Stereoview photographs (also called stereoscopic photographs or stereographs) did not come into existence until the 1850s, but, as is often the case with scientific advancements, the imaginative vision that gave birth to them was in place years earlier – in this case more than two hundred years earlier. As far back as the early 17th century, visionaries were making drawings of what would develop into the stereoviewer, but stereoviewers (or stereoscopes) would not become a reality until the early 19th century.
Stereoviews are composed of two images that are nearly identical, images that are taken from viewpoints that are a few inches apart, and then mounted on cards. By viewing them through lenses set about eye-width apart, the brain is tricked into combining the images in a way that creates a three-dimensional effect. (All the technology that drives 3-D movies today is largely derived from and built upon the same principles and technology that led to stereoviews.) Sir David Brewster designed the classic box-shape stereoviewer and Sir Charles Wheatstone created the first stereoview in 1833. For the twenty years or so before photography became more widely available, stereoviews were typically drawings. Oliver Wendell Holmes’ invention of a handheld stereoviewer in 1859, which would be manufactured by Joseph Bates, would make stereoviews more convenient and accessible at the same time that stereoviews were becoming more popular due in large part to their ability to make images more widely available, as it would be several decades yet before photographs could be reproduced in newspapers. Victorians would gather in their parlors and pass stereoviewers around, allowing them to be transported to faraway places and to see the wonders of the world that they might otherwise never have seen.
Stereoviews would appear in several different formats before the years of mass-produced curved card mounts in the late 19th century. Photographers experimented with daguerreotype, tintype and albumen stereoviews, in the process recording the rapidly changing physical and historical landscape of the late Victorian years. For instance, images of the landscape of the American West, the development of the railroad system, Native American Indians and their culture, and various mining booms were wildly popular. Stereoviews allowed Americans in particular to see the vastness and diversity of the country. Virtually every small town had a photographer, many of whom were taking stereoview photographs in between the portraits that kept their businesses afloat, and many of these scenes are very rare and very collectible today, in part because they show landscapes that are otherwise often lost to us.
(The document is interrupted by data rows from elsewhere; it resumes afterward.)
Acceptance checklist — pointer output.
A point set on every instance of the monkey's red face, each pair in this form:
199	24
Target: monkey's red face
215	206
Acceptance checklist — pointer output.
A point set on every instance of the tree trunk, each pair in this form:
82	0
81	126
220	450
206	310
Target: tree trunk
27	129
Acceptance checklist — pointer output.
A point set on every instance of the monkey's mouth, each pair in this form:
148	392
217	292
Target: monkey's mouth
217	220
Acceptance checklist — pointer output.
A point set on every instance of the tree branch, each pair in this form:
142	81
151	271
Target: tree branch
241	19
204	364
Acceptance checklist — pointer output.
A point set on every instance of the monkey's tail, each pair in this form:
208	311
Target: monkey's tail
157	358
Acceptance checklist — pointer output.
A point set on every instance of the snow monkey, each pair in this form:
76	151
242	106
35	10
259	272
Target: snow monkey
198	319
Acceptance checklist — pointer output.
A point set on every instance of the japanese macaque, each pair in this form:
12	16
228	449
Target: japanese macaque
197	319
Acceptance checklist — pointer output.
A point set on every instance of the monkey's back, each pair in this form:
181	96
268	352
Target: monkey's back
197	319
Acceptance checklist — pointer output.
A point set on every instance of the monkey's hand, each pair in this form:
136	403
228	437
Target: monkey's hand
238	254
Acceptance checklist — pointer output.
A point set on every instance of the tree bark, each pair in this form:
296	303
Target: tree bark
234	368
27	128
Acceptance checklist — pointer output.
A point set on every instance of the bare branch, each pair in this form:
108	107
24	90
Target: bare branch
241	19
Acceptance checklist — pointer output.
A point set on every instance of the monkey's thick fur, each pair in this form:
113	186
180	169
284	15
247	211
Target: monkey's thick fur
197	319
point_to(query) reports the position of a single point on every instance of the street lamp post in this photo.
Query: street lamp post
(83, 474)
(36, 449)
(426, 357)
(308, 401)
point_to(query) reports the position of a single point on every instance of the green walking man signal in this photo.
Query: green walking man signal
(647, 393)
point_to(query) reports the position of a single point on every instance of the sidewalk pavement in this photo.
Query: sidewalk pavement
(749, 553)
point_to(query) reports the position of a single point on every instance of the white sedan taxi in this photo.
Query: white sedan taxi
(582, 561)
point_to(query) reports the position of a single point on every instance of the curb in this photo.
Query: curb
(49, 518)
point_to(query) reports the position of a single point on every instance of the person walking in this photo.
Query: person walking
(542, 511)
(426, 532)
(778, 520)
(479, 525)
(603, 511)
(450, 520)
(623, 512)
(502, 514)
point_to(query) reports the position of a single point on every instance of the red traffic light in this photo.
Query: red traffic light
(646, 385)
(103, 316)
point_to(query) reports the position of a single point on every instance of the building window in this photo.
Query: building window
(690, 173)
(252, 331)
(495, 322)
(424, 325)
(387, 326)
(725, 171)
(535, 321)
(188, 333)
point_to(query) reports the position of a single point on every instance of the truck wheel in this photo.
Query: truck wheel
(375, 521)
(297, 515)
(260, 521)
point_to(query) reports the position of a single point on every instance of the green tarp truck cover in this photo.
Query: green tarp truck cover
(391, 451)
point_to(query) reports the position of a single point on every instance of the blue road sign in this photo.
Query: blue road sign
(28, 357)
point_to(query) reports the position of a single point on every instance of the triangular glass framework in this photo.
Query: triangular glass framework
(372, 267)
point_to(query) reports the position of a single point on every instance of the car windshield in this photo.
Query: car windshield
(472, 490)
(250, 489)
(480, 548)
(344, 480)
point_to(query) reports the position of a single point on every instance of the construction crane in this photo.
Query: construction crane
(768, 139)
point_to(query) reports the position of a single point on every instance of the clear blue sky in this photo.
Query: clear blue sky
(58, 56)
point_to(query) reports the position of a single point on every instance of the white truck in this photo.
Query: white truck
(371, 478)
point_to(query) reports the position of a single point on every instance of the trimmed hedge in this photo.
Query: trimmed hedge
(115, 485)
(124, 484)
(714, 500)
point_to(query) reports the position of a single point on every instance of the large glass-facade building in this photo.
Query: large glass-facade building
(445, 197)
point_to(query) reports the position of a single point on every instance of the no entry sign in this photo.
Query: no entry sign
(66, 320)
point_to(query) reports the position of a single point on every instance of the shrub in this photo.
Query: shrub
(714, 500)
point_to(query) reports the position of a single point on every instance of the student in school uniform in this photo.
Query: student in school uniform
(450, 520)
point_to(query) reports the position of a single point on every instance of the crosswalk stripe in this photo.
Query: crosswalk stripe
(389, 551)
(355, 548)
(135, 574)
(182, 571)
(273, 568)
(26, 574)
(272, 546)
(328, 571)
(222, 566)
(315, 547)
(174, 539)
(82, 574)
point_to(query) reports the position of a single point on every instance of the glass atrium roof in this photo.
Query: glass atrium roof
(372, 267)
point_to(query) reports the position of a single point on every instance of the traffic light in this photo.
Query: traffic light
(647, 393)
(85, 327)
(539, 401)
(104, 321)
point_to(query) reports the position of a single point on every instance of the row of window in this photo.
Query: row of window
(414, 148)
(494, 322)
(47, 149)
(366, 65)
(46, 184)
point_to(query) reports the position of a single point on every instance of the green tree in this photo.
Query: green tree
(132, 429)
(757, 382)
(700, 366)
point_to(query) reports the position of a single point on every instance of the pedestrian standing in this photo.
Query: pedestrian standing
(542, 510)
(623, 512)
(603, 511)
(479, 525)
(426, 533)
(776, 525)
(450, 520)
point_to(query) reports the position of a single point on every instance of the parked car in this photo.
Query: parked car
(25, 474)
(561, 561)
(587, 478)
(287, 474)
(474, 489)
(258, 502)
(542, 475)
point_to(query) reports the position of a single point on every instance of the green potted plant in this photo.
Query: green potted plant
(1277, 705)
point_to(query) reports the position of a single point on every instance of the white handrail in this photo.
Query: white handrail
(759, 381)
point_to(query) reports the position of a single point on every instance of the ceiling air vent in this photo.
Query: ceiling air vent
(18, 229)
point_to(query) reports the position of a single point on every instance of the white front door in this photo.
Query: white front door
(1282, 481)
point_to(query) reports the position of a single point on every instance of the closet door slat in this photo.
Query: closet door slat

In the mid-1880s, manufacturers found methods to increase the production and availability of stereoviews, with large companies like Underwood & Underwood and Keystone (which would eventually buy out most of the American stereoview market) in America and the London Stereoscopic Company (which was founded in the 1850s and produced hundreds of thousands of stereoviews) in England actively marketing stereoviews to schools as educational tools. Stereoview popularity would begin to wane in the early years of the 20th century, as technological advances made photographs more easily reproduced, particularly in newspapers and magazines, and by the 1920s, even the largest companies had generally ceased production.
Stereoviews remain widely collectible today however and a number of factors influence their value. Rare images are, naturally, more desirable, whether they are rare because few were produced or because they are of a place or event that is not otherwise well-documented. Certain photographers’ work is also collectible, often because of their particular skill at composing the elements that make a good three-dimensional effect, while other collectors focus on glass-plate stereoviews. The quality of the effect itself is also a factor, although to a lesser degree, and early stereoviews are often more desirable because of their scarcity and the quality of the three-dimensional effect. (Stereoviews were initially mounted on flat cards but in later years, in the era of mass production, it was discovered that the three-dimensional qualities of a photograph could be enhanced by cupping the card. The former are flat mount views and the latter are known as curved mount views.) Highly collectible stereoviews can sell for more than $1,500 at auction, but on average, most individual stereoviews sell for anywhere from $5 to $300.